Jakarta, Aktual.com —  Seiring diturunkannya suku bunga acuan Bank Indonesia (BI Rate), seharusnya suku bunga pinjaman di perbankan juga ikut turun. Namun faktanya, penurunan itu agak lama mengingat bank-bank masih terbebani dengan biaya dana (cost of fund) yang tinggi, sehingga menjadi tidak efisien. Hal ini terjadi gara-garanya deposito milik BUMN yang ditaruh di bank menuntut suku bunga tinggi.
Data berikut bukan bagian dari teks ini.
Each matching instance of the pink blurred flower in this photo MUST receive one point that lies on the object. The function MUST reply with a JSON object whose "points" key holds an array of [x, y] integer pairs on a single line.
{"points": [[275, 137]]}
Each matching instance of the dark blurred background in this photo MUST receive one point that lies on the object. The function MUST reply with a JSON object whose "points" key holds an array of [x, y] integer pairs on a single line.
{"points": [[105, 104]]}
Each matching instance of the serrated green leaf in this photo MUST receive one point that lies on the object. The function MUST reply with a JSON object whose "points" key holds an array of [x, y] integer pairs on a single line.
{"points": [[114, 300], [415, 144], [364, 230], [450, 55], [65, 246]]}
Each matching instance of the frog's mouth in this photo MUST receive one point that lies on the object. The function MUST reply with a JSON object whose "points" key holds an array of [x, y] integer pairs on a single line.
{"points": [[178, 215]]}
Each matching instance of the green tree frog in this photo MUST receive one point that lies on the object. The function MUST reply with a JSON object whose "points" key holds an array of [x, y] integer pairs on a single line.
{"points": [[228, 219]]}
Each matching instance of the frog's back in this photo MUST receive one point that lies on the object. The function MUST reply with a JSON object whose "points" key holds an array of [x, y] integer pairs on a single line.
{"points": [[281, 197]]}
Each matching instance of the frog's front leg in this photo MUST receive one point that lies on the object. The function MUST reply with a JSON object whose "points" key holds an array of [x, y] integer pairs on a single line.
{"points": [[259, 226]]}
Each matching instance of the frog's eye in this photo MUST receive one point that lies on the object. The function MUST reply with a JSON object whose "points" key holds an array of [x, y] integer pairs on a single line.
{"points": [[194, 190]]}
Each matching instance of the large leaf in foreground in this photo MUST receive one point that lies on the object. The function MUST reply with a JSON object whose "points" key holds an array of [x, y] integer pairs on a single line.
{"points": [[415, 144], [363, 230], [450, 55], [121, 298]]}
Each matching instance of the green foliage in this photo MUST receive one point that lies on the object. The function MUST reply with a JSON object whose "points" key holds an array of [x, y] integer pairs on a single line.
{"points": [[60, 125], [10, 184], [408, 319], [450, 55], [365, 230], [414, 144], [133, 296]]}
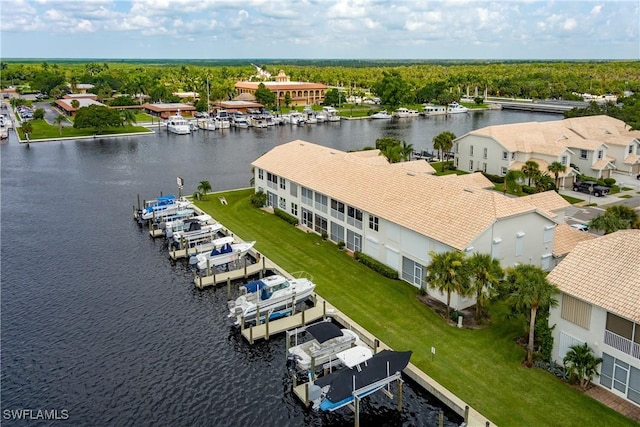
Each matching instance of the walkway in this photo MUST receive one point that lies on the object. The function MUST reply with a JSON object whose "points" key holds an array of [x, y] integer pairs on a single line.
{"points": [[615, 402]]}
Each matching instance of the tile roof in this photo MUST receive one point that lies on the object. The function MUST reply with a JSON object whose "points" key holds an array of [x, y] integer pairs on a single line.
{"points": [[430, 205], [566, 238], [554, 137], [605, 272]]}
Menurut Ketua Dewan Komisioner Otoritas Jasa Keuangan (OJK), Muliaman Hadad, untuk membantu penurunan suku bunga kredit pihaknya hanya akan memberikan stimulus dan insentif kepada bank-bank tersebut. Namun pihaknya tidak bisa meminta agar simpanan deposito milik BUMN jangan dikenai bunga tinggi.
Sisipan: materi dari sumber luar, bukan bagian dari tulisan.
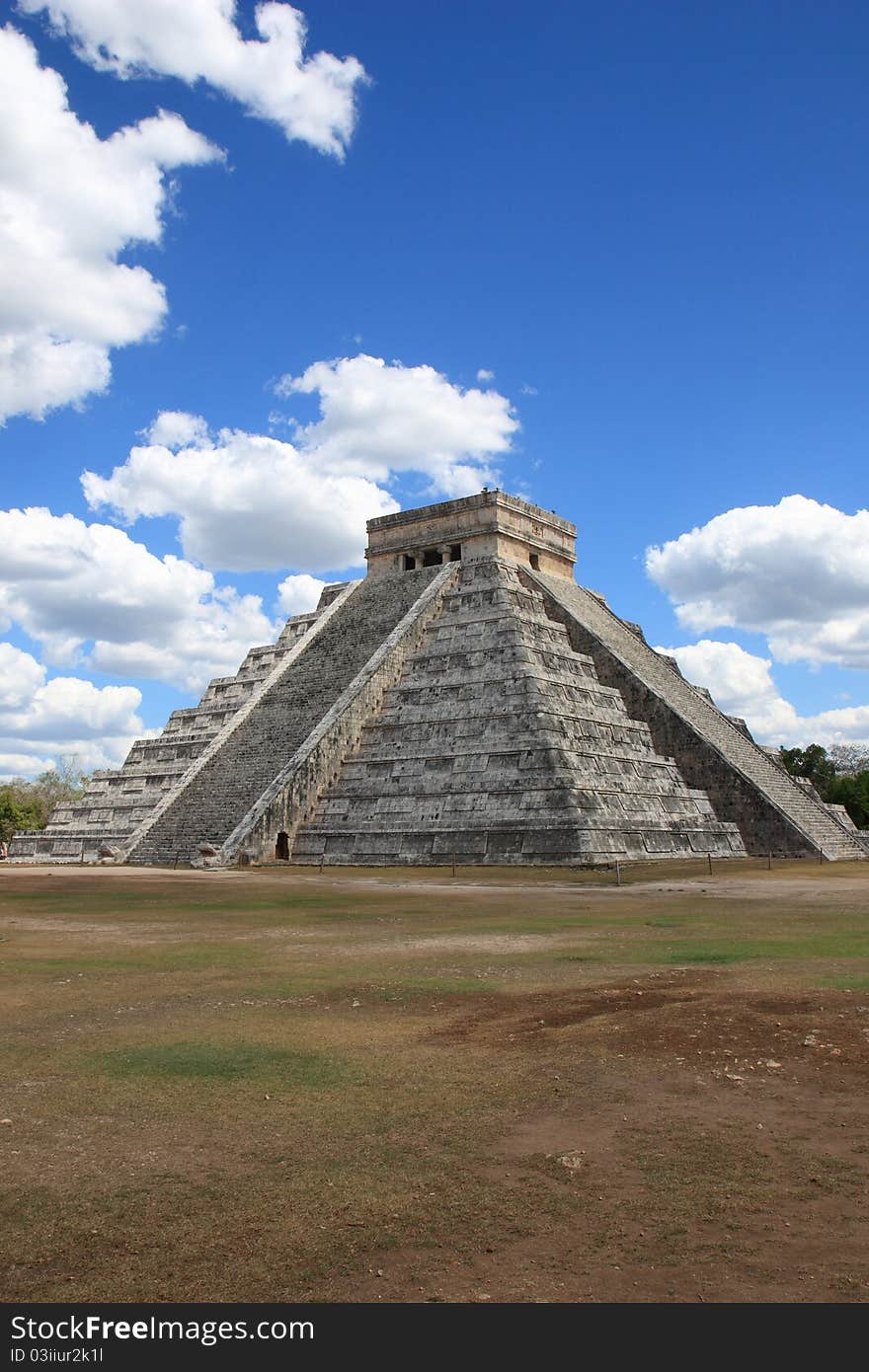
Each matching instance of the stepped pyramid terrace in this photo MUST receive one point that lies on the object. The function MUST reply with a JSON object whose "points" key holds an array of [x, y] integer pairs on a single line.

“Kalau urusan suku bunga deposito milik BUMN itu urusan Bu Rini (Rini Soemarno-Menteri BUMN),” sebut Muliaman di Jakarta, Senin (22/2).

Insentif dari OJK itu nantinya akan tertuang dalam Peraturan OJK. Saat ini masih dalam pembahasan.

“Sekitar akhir bulan akan selesai. Dan pada bulan Maret-nya akan segera diluncurkan,” katanya.

Selama ini, deposito milik perusahaan pelat merah yang ditanam di bank-bank nasional memang dalam jumlah besar. Dengan begitu bank pun berlomba untuk dapat menarik deposito itu untuk menggemukkan dana pihak ketiga (DPK)-nya.

Namun yang terjadi perang bunga antar bank. Bank-bank menawarkan double digit kepada BUMN agar mau menyimpan dananya di bank tersebut. Tapi akibatnya, bank menjadi semakin tidak efisien dengan biaya dana yang tinggi. Akhirnya, ketika salurkan kredit suku bunganya tetap tinggi.

“Idealnya suku bunga deposito mungkin 7-8 persen, tidak double digit. Ya kalau mau diturunkan, terserah Ibu Menteri (BUMN) mau tidak deposito BUMN tidak minta bunga tinggi,” tegasnya.

Pasalnya, dengan biaya dana yang rendah, akan menggenjot efisiensi perbankan melalui penurunan suku bunga pinjaman dan simpanan.

“Dengan demikian akan meningkatkan kredit serta mendorong pertumbuhan di segala sektor,” ucap dia.